Director, Pharmacoepidemiologist

Reference No: R2621583

Title: Director, Pharmacoepidemiologist

Department: Pharmacoepidemiology Pasteur

Location: Toronto, Ontario; Swiftwater, PA, or Bridgewater, NJ, USA; Lyon, France

Sanofi Pasteur: The world's leading vaccine company

Sanofi Pasteur, the vaccines division of Sanofi, is the largest company in the world devoted entirely to human vaccines. Our driving goal is to protect people from infectious diseases by creating safe and effective vaccines. Our company distributes more than 1 billion doses of vaccine each year, making it possible to vaccinate more than 500 million people across the globe. Sanofi Pasteur offers the broadest range of vaccines in the world, providing protection against 20 bacterial and viral diseases.
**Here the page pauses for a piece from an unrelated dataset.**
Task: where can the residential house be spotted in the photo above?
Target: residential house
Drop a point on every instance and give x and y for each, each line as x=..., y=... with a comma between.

• Lead the development of pharmacoepidemiological studies and observational PASS including their design, conduct and interpretation in close collaboration with functions as needed (e.g. GSO, Medical, Regulatory, Biostatistics, Clinical Operations, countries).
  
• Liaise with the other pharmaceutical companies and industry associations regarding collaborative studies as needed (e.g. Joint PASS).
  
• Liaise with external pharmacoepidemiology experts as needed.
  
• Pharmacoepidemiology support to Global PV safety analysis activities.
  
• Conduct epidemiological literature review and/or analysis for signal evaluation and interpretation.
  
• Prepare the pharmacoepidemiologic section of the Risk Management Plan(s) pertaining to drug/vaccine safety and formulate pharmacoepidemiology studies/action plan as appropriate.
  
• Prepare responses to questions to health authorities regarding pharmacoepidemiology (epidemiological literature or epidemiological studies). Participate in Advisory Committee preparations.
  
• Benefit-Risk Analysis: provide epidemiology support (as appropriate) for benefit-risk analyses.
  
• Management of pharmacoepidemiological data.
  
• Identify and determine efficient data collection approaches and RWD data sources relevant for the questions being investigated.
  
• Be a point of contact and expert for pharmacoepidemiological support in the company notably: within GPV for Global Safety Officer, PV scientist, Risk Management Expert and Signal Management Expert for other functions such as Global Medical, Clinical Study Unit, RWE, Regulatory Affairs and Health economics and Value Access.
  
• Keep abreast of changes in the regulatory, medical, scientific environment with respect to pharmacoepidemiological practices.
  
• Participate in internal or external working groups requiring pharmacoepidemiology expertise.
  
• Working groups for process improvement.
  
• Working groups for innovative methods development.
  

• Doctorate (PhD, ScD, or DrPH) degree from an accredited graduate department of Epidemiology or MD/PharmD /DVM degree with graduate training in Epidemiology or other public health.
  
• A minimum of 10 years of experience in clinical and/or epidemiological research in industry (or equivalent experience in academic setting). Minimum 2 years managing post-marketing safety studies.
  
• In depth knowledge of pharmacoepidemiology methods and RWD sources.
  
• Capability to clearly communicate complex epidemiologic issues to both the scientific community and the general public.
  
• Written and verbal communication proficiency in English, including the presentation of data.
  
• Demonstrated ability to formulate investigational plan and capability to work in crisis situations.
  
• Strategic thinking, business acumen, judgement, interpersonal relationships, personal leadership, drive, and learning agility.
  
• Good understanding in statistics or biostatistics.